A Colonização da Arte: Um Ensaio Sobre Processos de Composição Musical.

Pensar em originalidade musical me remete ao Papa Gregório na Alta Idade Média (século VI) e é daqui que partiremos para pensar processos de composição musical. Gregório trouxe para o âmbito daquilo que era a expressão máxima do divino – a saber a Instituição Igreja – uma prática pública que era constantemente associada às devassas camponesas, por exemplo. As continuidades em vista de deveras transformações são claras: a originalidade converte, se passa de auto explicação e amplia sua atuação. Do profano ao sagrado, a música entrou nos templos pela porta da frente, sendo agora ferramenta de uso devocional, com suas devidas regras e estilísticas, ao mesmo tempo em que a manutenção de seu uso fora dos templos era feita pelos degredados do paraíso.

A música encontrou lar plural pela capacidade de adaptação. De fato, a sua existência parte do princípio de que há uma demanda pela tradução dos sentidos presentes nas relações humanas e, até mesmo, com o divino. Ao fim e ao cabo, música é uma moldura composta por diferentes expositores. Pessoas criam música. Pessoas dão nome a sua arte. A arte é plural.

Uma arte que não respeita sua regra máxima, a saber, a proposta da originalidade, abdica de uma identidade própria e desconfigura ainda aquele que a expõe. Música enquanto processo artístico possui o seu lugar ao sol, possui função social e, por isso, mais do que demanda, mas tem por ímpeto uma autenticidade em todo o seu processo de construção, tendo em vista que esta responde a afirmação de identidades, marginalizadas ou não, ao longo da própria história.

A partir da metade do século XVIII, nota-se que o cenário musical começava a se sobrepujar dos grandes templos e respondia, de forma pública e comercializável, os anseios daqueles que queriam contatar essa arte, seja para apreciá-la de uma forma “inofensiva” ou para buscar nelas respostas para os grandes blocos de dúvidas existenciais que sempre nos cercaram.

Wolfgang Amadeus Mozart

Fazendo um grande salto no tempo, faço referência ao século XX enquanto um tempo de profundas transformações e respostas sociais, políticas e econômicas sobretudo no ocidente. De forma mais precisa, a indústria fonográfica brasileira teve o seu auge gestado pelas novas demandas do século citado. Muda-se o ouvinte, portanto, muda-se os seus questionamentos, incertezas, desconfortos e indagações com o presente. Assim, um aspecto importante que esmiuçarei é: muda-se o “fazedor” da arte, portanto, muda-se os seus questionamentos, incertezas, etc infinita… muda-se o seu propósito de composição e, consequentemente, produção. Sobrevivemos ao século das possibilidades e entramos no XXI, tendo como perspectiva, novos horizontes. Estamos em 2019 e a demanda mercadológica se sobressai àquilo que, de fato, nos mobilizava nos processos de composição: a autenticidade. Em análise macro dos temas musicais mais apreciados pela sociedade contemporânea, nota-se uma sequência rítmica e um vocabulário padronizado, que é julgado a partir de uma mercadologia excludente.

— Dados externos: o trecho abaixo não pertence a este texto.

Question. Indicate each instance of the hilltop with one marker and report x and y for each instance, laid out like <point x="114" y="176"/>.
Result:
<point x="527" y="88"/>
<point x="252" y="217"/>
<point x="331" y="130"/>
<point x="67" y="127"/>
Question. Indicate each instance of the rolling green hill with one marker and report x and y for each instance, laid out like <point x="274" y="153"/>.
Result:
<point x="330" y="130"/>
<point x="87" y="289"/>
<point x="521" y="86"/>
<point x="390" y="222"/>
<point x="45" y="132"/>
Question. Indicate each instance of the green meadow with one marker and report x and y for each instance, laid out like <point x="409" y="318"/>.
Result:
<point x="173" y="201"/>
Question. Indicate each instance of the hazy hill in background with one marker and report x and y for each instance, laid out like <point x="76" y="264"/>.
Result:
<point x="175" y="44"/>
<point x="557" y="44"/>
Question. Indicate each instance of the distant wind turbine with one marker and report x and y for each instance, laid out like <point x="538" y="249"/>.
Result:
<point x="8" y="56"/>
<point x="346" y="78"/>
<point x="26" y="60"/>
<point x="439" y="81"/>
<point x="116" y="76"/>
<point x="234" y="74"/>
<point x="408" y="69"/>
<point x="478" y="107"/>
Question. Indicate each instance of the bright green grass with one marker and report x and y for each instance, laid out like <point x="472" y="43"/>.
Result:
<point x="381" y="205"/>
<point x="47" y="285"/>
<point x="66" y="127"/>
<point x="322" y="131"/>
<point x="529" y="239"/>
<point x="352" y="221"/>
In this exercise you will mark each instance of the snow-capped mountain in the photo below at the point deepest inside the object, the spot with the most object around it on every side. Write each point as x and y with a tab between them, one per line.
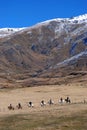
5	32
53	49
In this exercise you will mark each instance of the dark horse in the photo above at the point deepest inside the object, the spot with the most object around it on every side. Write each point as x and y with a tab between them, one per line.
10	107
67	100
19	106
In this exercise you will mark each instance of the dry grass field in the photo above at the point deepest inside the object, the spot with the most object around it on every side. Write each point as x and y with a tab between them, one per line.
55	117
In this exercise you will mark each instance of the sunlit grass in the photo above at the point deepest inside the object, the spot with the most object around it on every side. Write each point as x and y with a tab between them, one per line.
43	121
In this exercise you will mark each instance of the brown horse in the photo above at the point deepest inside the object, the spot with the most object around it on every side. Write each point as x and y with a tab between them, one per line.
10	107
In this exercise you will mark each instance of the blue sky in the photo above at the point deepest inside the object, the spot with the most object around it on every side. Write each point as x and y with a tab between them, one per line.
24	13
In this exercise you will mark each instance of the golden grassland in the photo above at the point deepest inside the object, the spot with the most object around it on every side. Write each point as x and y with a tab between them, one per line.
55	117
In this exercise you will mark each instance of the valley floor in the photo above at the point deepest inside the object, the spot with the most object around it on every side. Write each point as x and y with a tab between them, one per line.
76	92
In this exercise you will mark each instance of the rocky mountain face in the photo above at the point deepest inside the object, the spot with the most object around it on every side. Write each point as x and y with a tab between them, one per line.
51	52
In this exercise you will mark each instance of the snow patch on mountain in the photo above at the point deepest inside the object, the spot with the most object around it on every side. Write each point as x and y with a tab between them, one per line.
73	58
5	32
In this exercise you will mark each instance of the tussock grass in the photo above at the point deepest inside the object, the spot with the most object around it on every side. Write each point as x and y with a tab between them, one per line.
44	121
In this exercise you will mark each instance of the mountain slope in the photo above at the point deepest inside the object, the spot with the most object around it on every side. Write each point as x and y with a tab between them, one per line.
50	52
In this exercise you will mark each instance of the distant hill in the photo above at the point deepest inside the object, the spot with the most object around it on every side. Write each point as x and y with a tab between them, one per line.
51	52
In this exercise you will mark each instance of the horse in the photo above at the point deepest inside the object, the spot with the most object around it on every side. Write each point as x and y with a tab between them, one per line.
67	100
50	102
30	104
42	103
10	107
19	106
61	100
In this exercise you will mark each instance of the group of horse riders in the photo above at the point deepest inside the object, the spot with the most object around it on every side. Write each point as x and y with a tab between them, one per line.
42	103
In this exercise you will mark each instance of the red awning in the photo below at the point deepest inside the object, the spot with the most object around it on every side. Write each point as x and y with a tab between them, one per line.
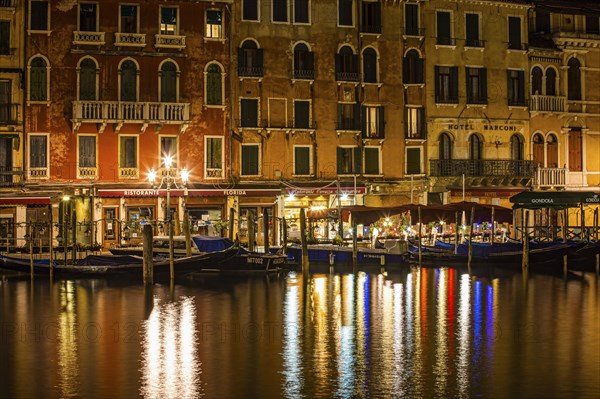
25	201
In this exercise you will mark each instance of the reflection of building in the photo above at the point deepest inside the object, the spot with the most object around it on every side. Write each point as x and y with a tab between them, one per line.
111	89
13	210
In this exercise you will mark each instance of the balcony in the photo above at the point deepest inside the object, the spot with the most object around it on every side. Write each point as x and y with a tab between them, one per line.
347	76
303	74
539	103
169	42
251	71
9	114
481	168
117	112
550	178
88	38
11	177
130	39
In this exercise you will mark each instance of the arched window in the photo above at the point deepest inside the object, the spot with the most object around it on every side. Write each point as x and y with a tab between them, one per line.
87	80
38	79
412	67
303	62
369	66
574	79
536	81
250	61
516	148
168	82
214	85
346	65
538	149
445	147
128	81
550	82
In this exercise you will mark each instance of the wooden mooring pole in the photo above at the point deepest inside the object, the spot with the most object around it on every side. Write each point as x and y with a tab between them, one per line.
303	242
266	230
148	265
525	235
250	222
470	255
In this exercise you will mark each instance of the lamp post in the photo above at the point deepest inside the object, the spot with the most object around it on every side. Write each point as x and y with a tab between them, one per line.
167	181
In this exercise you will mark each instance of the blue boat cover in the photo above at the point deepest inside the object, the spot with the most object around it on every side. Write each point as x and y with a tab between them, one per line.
211	244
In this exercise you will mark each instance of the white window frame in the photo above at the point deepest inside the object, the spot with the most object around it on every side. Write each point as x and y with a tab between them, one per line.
137	15
364	161
48	69
293	13
258	146
79	167
48	30
220	36
47	174
176	32
421	163
223	77
97	14
310	159
206	175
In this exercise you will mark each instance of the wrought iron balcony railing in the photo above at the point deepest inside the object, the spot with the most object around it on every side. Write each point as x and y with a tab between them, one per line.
467	167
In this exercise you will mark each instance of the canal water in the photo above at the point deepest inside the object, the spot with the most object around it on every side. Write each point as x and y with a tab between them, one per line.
409	333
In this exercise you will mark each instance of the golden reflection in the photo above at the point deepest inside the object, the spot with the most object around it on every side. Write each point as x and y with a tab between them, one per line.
170	364
441	351
463	334
68	359
292	349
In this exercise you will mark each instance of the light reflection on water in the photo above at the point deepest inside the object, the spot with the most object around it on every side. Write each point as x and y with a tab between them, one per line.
170	364
415	333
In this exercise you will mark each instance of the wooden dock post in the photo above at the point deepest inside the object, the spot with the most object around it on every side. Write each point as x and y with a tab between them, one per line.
470	253
303	242
186	233
525	257
456	232
284	235
148	268
250	222
266	230
230	223
493	232
419	233
30	233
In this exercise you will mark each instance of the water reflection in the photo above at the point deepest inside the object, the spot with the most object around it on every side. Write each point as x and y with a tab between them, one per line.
170	364
430	336
67	344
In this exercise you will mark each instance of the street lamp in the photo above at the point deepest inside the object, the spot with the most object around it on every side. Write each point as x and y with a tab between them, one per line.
166	182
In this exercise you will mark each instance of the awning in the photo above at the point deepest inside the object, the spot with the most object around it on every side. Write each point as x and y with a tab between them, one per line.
554	199
24	200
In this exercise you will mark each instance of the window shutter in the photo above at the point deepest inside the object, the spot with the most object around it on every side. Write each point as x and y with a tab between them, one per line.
363	119
357	161
419	68
340	160
483	82
381	123
259	58
357	116
521	76
454	83
437	82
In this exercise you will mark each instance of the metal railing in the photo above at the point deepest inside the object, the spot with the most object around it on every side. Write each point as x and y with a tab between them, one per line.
547	103
467	167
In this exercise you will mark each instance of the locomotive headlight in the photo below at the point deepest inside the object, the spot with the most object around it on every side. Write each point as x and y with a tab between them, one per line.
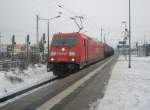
72	53
72	59
52	53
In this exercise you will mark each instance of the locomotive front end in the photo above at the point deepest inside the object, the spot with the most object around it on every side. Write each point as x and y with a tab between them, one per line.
63	53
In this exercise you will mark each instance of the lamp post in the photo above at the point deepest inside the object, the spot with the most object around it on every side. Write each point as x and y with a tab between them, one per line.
129	66
48	22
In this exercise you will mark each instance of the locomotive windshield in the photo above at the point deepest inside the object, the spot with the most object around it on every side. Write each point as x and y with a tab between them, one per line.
63	41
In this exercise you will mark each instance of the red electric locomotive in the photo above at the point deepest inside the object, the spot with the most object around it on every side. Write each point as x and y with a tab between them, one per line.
71	51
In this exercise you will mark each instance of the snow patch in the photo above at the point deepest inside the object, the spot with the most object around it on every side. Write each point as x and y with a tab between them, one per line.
128	89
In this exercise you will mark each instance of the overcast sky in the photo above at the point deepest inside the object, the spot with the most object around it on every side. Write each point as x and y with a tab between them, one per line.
18	17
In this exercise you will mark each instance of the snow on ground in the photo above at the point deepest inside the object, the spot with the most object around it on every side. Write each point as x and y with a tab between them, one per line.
16	80
128	89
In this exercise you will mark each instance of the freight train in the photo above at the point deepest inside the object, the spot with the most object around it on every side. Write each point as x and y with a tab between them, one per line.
70	52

Como visto inicialmente, música não perde sua função pela falta de autenticidade, ela se adapta para responder o que de mais distinto há. Todavia, perde e desconfigura sua essência, ou melhor, a essência daquele que a cria. Perder-se no processo e abdicar-se de uma identidade própria é um dos fatores mais comuns que se faz de forma inconsciente, e, triste é perceber o descarte identitário feito de forma consciente para atender um mercado. Nesse sentido, atender a um mercado cristalizado não é um pecado capital para o artista (quem sobrevive de arte sabe o valor que o reconhecimento tem). Seu maior pecado é medir arte pela suficiência ou insuficiência de sua produção, rendendo-se ao molde e tornando-se só mais um.

Se a escrita demanda um estudo linguístico e a construção melódica uma teoria musical, penso se de fato expomos nossos trabalhos por representação e compromisso, ou se as prisões criativas tornaram tudo enfadonho, a ponto de nos expor a pior das situações: o plágio consciente.

É necessário descolonizar a nossa arte das pressões e índices externos que nos condicionam a um processo de criação que não é articulado por nós, porque, enquanto existir uma subserviência explícita a uma regra para exposição artística, haverá um óbito criativo que – em linha reta – guiará ao abismo da não-criação, e que ao contrário de criar algo, consistirá em repetição, nos tornando, assim, insensíveis para o que, de fato, a música tem como função, a saber, anunciar as minúcias da vida e as relações que a cercam.

Descolonize sua arte!


Gyovana Machado é graduanda em História pela UFJF, formada no Seminário Teológico Rhema Brasil, líder de música em A Igreja.